Dank innovativer multimedialer Technologien wird die Filanda „magisch“ wieder zum Leben erweckt und macht den Besucher zum Protagonisten eines echten Erlebnisses, indem er die Arbeit in der alten Seidenfabrik nacherlebt. Es handelt sich um ein Museum, das sowohl traditionell als auch innovativ ist: ‚Traditionell‘, weil es die Ausstellung von Materialien und Maschinen der Seidenproduktion und Spinnerei umfasst, und ‚innovativ‘, weil Videos und Animationen, Texte, Musik, Geräusche und Klänge eine akustische/visuelle Einbindung ermöglicht und eine umfassendere Nutzung für Menschen mit Behinderungen und Nicht-Behinderte gewährleistet, durch den Einsatz von Technologien, die in diesem Fall physische und perceptive Barrieren durchbrechen. Zudem ermöglicht eine spielerische Interaktion einen neuen Ansatz zu musealen Realitäten und fängt die Aufmerksamkeit von Kindern und Jugendlichen ein.

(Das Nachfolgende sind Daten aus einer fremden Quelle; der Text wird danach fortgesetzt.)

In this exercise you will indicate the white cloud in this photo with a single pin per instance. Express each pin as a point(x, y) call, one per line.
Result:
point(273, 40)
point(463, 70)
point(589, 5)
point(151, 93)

Zusammengefasst handelt es sich um ein Museum, das „das Erlebte“ der Filanda für alle zugänglich macht, mit allen Sinnen und mit allen Technologien. Besonders ist die umweltfreundliche Gestaltung: die Einrichtung wurde vollständig aus Karton hergestellt, einem warmen, natürlichen, ökologischen Material.